El portavoz
de la Santa Sede, a principios del pasado mes de abril, hizo pública la impactante
noticia sobre el cruel asesinato a sangre fría del sacerdote jesuita holandés,
Frans Van der Lugt, en la ciudad de Homs (Siria). Le ofrecieron abandonar la
ciudad a causa del hambre y de los frecuentes bombardeos militares en razón de
la situación de guerra civil en la que continua este país desde hace tres años,
pero decidió permanecer junto al pueblo sirio, a quien le dedicó su vida y sus
atenciones espirituales desde 1966, a pesar de la delicada situación bélica que
finalmente le condujo al martirio, ofreciéndonos testimonio de
amor cristiano, a saber, aquel que da su vida hasta el final.
El Papa
Francisco ‒aludiendo a este hecho‒ exhortó: “Ruego que se
silencien las armas, que se ponga fin a la violencia. No más guerra, no más
destrucción. (…).
Su brutal asesinato me ha llenado de profundo dolor y he vuelto a recordar
a toda la gente que sufre y muere en ese atormentado país, presa de un
conflicto sangriento (…) que sigue cosechando muerte y destrucción”. E
invitando a orar por la paz concluyó: “Hay que respetar los derechos humanos,
atender a la población que necesita ayuda humanitaria y llegar a la deseada paz
a través del diálogo y la reconciliación”. El eco de estas palabras del Santo
Padre al resonar en nuestros corazones provoca que nuestro entendimiento se
cuestione sobre la sinrazón de la guerra. ¿Tiene algún sentido? ¿Puede existir
alguna guerra justa? ¿Resultaría lícita? ¿En qué condiciones? ¿Los gobernantes
están legitimados para declararla aunque se atentara contra la dignidad humana?
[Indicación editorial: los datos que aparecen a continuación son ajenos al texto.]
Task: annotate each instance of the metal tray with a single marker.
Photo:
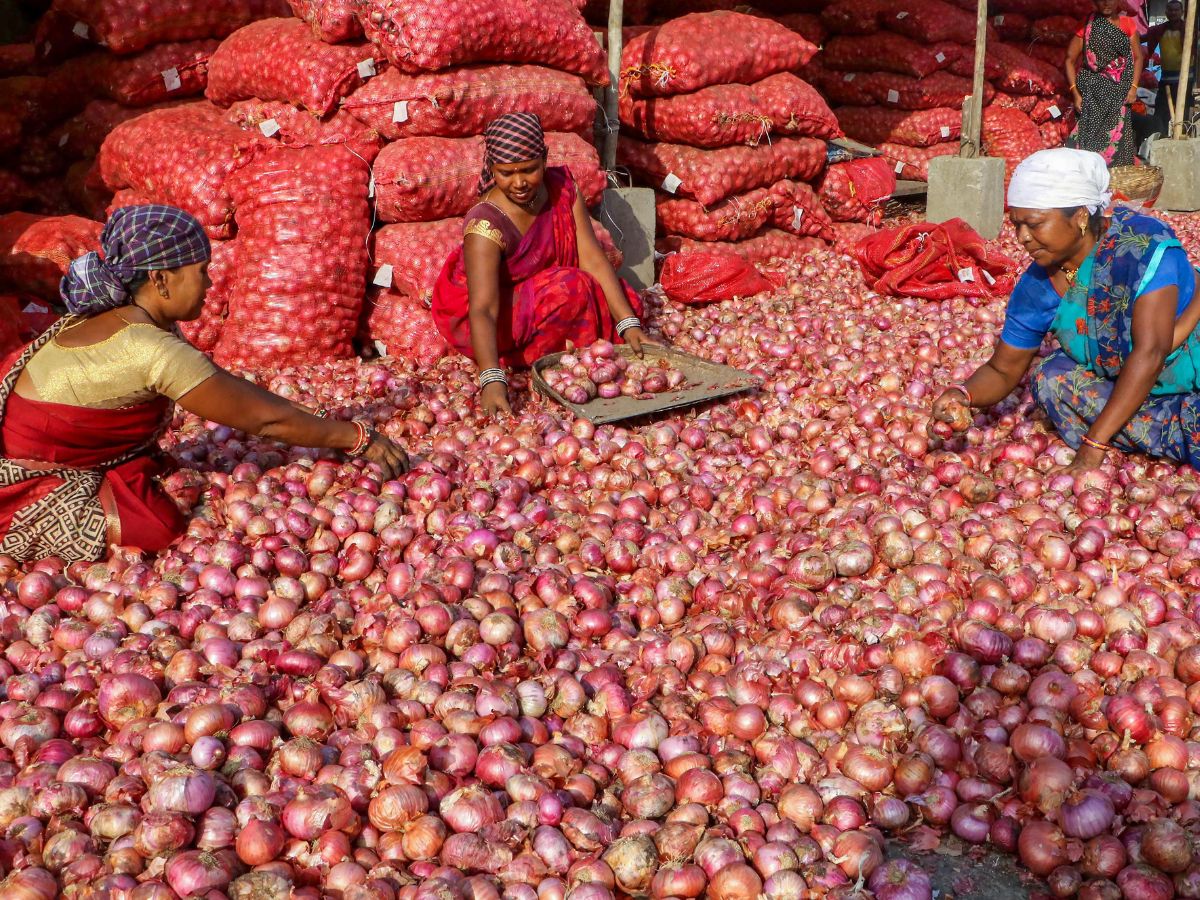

¿No somos capaces de encontrar otro recurso que la evite?
Las consideraciones sobre el binomio guerra-justicia podrían remontarse al
comienzo de la humanidad. Sin embargo, una reflexión seria sobre la “guerra
justa” como concepto comenzó a desarrollarse sistemáticamente por algunos
filósofos de la emblemática Escuela de Salamanca durante los siglos XVI y XVII,
quienes bebieron generosamente de la sabiduría del pensamiento católico
medieval representada en síntesis por Tomás de Aquino. Así, Francisco de
Vitoria, Domingo de Soto, Luis de Molina, Diego de Covarrubias y Francisco
Suárez aportaron enseñanzas fundamentales que conforman la vigente versión
secular del ius bellum, como una
parte importante de nuestro Derecho Internacional aplicado en las directivas de
Naciones Unidas a las que teóricamente están sometidas todos los países, y que
regulan la legalidad del recurso a la guerra de acuerdo con los criterios: causa justa, autoridad legítima,
recta intención, razonable esperanza de éxito, proporcionalidad y último recurso. El Magisterio pontificio también ha tratado el drama de la
guerra ‒fracaso de todo auténtico humanismo‒, y sostiene la paz como su única
solución, la cual representa la plenitud de la vida. La encíclica Pacem in Terris (1963) del pontífice san
Juan XXIII resulta paradigmática.
La
teoría sobre “la guerra justa” afirma, en síntesis, que la guerra es moralmente
rechazable como un medio legítimo para resolver conflictos ordinarios, sin
embargo puede tolerarse como último recurso para defenderse de una agresión
injusta (paralelo social del derecho individual a la legítima defensa). Una
guerra justa requiere previamente que su causa también lo sea, y sólo lo es
cuando se erige en respuesta de una guerra ofensiva (paralelo social de la
legítima defensa personal). La autoridad legítima en una guerra defensiva ha de
velar por los bienes que le son propios a la humanidad (verdad, justicia, libertad)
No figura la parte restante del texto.